Mild cognitive changes often wax and wane. It is not uncommon for a client to display memory loss during one appointment and then normal cognitive functioning on the next appointment. Changes in cognition may result from: nerve loss, opportunistic infection, medications, depression, mental illness, anxiety, or substance use, etc.

Strict compliance with HAART regimens has been found to be the most effective means to delay and in some cases reverse the progression of HIV-associated neurocognitive disorders. When failing memory effects HAART compliance, behavioral compensatory strategies can help the patient to monitor and remember medication schedules. Expanding the treatment team to include a neuropsychology clinician may improve the patients ability recoup lost cognitive function through the implementation of a restorative memory treatment plan.

Restorative memory strategies involve both internal and external compensatory aids. Internal aids include: repetition, rehearsal, vanishing cues, mnemonics, etc. External aids include: human helpers, signage, color lines, lists, notebooks, voice organizers, electronic medication dispensers, etc.

Table1: Cognition Change describes common symptoms of cognitive impairment and interventions that you may find helpful.

Decreased attention & concentration Losing track of a conversation

Maintain eye contact when talking to the person, frequently using his/her name in conversation.

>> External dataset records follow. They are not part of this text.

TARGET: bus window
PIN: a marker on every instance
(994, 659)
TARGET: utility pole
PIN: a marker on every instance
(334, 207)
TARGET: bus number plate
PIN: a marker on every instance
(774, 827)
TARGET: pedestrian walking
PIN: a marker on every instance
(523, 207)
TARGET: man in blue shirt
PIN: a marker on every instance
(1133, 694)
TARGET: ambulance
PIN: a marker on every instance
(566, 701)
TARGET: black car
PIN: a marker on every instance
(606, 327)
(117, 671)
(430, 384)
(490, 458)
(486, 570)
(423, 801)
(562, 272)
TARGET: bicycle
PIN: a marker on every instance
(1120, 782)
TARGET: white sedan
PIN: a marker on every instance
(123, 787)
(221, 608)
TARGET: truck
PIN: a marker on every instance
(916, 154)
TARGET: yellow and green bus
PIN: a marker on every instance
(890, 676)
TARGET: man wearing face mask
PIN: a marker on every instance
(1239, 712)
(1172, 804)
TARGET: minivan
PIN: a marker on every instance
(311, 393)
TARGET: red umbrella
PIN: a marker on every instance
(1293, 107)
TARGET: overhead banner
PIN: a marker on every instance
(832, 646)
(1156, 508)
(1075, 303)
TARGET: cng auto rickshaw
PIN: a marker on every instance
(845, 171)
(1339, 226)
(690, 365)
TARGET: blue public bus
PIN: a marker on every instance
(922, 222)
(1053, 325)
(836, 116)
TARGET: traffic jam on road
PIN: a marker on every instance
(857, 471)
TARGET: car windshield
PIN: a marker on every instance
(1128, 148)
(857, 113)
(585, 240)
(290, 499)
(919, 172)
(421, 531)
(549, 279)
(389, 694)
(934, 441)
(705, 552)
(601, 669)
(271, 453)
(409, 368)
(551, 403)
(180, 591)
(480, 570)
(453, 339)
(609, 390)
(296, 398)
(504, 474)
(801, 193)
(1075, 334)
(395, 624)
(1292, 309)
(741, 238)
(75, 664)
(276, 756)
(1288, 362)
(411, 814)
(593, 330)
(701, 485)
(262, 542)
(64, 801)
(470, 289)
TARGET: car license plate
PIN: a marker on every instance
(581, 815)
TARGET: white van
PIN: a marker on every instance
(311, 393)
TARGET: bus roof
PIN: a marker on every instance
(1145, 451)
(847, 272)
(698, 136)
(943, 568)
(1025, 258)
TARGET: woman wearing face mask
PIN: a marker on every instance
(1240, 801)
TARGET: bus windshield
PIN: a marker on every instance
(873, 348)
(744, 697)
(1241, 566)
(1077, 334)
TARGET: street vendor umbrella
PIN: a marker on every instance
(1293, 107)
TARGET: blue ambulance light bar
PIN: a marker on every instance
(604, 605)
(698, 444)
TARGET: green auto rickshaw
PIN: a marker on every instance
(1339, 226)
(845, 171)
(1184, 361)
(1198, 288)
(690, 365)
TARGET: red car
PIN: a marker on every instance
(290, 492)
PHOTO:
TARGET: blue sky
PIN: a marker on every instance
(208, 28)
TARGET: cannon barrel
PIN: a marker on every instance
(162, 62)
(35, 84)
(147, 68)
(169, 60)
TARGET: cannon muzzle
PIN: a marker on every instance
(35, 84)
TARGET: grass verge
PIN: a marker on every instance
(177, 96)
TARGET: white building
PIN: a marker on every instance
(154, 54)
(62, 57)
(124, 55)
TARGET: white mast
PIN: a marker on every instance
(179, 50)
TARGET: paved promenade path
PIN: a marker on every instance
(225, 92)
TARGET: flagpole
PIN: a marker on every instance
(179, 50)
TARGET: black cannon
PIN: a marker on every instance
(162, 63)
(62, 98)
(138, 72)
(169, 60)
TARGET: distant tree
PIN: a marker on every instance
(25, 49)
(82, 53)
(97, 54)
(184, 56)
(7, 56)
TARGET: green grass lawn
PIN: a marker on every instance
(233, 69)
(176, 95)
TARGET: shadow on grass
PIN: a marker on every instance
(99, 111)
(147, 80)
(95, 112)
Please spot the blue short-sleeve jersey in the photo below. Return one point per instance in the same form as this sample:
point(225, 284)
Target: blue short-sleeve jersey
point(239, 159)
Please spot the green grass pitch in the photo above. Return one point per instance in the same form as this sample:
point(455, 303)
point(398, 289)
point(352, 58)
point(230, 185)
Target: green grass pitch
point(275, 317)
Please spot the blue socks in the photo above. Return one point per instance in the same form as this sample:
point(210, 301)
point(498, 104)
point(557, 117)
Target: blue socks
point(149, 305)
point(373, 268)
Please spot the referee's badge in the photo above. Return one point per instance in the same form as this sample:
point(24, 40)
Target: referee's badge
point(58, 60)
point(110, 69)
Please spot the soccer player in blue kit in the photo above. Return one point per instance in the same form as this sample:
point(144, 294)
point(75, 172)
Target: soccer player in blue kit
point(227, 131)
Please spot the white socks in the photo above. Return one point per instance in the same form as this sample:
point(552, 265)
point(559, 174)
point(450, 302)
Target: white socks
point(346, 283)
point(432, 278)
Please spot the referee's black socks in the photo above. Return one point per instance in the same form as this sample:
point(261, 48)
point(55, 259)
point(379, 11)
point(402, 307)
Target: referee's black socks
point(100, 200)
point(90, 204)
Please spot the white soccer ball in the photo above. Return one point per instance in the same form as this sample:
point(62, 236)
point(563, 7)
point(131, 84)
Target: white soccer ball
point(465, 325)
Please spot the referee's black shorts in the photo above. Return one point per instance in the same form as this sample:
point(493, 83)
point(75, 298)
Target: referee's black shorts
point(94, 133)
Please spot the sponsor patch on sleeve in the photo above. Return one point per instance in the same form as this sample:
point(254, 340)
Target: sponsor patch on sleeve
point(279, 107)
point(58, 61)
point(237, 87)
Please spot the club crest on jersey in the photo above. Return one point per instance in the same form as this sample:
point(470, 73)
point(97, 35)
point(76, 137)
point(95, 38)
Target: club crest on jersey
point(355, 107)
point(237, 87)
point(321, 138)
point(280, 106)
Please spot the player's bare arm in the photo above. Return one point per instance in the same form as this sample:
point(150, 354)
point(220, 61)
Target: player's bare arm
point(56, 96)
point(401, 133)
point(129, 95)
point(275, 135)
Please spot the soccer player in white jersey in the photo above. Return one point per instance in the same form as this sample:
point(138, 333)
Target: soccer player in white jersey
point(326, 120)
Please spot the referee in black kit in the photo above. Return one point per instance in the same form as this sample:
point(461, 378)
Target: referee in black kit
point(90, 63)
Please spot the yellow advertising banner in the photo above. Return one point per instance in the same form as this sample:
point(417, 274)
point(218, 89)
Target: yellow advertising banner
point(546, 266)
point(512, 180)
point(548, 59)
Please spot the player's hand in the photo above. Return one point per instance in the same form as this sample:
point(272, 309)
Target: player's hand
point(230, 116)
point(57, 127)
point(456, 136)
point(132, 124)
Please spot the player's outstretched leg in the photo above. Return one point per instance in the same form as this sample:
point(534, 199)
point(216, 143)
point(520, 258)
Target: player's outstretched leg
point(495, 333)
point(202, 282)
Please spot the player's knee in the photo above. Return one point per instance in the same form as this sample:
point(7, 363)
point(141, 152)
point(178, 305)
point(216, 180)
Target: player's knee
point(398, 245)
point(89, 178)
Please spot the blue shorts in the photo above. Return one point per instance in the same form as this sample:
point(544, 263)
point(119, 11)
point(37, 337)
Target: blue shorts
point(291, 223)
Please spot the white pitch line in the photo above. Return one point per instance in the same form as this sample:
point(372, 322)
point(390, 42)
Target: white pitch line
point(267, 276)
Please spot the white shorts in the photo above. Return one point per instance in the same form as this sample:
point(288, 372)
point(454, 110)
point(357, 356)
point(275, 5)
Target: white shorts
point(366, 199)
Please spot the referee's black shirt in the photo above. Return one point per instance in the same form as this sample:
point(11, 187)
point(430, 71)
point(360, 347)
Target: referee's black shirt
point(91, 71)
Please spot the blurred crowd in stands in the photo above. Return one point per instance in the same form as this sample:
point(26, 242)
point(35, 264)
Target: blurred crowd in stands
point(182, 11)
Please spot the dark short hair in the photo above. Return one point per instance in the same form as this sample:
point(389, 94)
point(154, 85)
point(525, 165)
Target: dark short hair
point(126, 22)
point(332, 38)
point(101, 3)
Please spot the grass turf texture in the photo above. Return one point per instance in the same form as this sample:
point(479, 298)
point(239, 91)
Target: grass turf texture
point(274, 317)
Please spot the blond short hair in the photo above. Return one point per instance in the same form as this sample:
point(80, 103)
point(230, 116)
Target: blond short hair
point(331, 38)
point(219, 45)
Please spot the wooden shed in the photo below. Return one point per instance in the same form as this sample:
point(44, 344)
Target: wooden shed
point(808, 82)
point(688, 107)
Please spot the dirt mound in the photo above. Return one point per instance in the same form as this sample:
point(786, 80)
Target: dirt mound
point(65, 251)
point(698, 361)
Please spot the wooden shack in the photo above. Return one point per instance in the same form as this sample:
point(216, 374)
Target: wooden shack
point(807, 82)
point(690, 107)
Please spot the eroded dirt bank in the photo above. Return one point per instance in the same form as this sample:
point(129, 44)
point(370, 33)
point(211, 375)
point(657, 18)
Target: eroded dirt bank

Provide information to individuals and their families about dementia. Teach client strategies on how to communicate with doctors/clinicians.

Forgetfulness Misplacing familiar, commonly used objects. Forgets to take medication. Help the person to designate consistent spots for keys, wallet, purse. Develop a realistic and practical system for adherence by developing a buddy system - Have a friend call at the same time every day for medication reminders. Link medication with a meaningful activity - Take medication each day during favorite soap opera/TV show.
Disorientation Forgetting the day of the week or time of day. Getting lost. Safety and supervision are primary. Display easily visible/accessible clocks/calendars. Keep a notebook of directions. Try color coding "How-To" instructions for appliances .

Compensating for Memory Loss There are some simple things that can be done to help alleviate the frustration experienced by a person who is having trouble remembering:

•Simplify the living space; reduce clutter, create functional activity stations.
•Help the person establish routines.
•Develop a list of important things to check before leaving the house.
•Encourage the person to talk aloud to focus attention.
•Encourage participation in activities that stimulate the mind.
•Post important contact info near the telephone.
•Establish a telephone log to track calls and important information.
•Post simple "how to" instructions for activities that require several steps.
•Label drawers and doors as needed.
•Obtain a clock that clearly displays time, day and date.
•Locate a calendar/log to record HAART treatment compliance near the medications.
•Create a personal activities log or planner. Some points to remember when making a planner for someone else: make sure the print is easy to read; ask the person what s/he would like to have included in the planner; keep it simple; locate the planner as close to the activity as possible.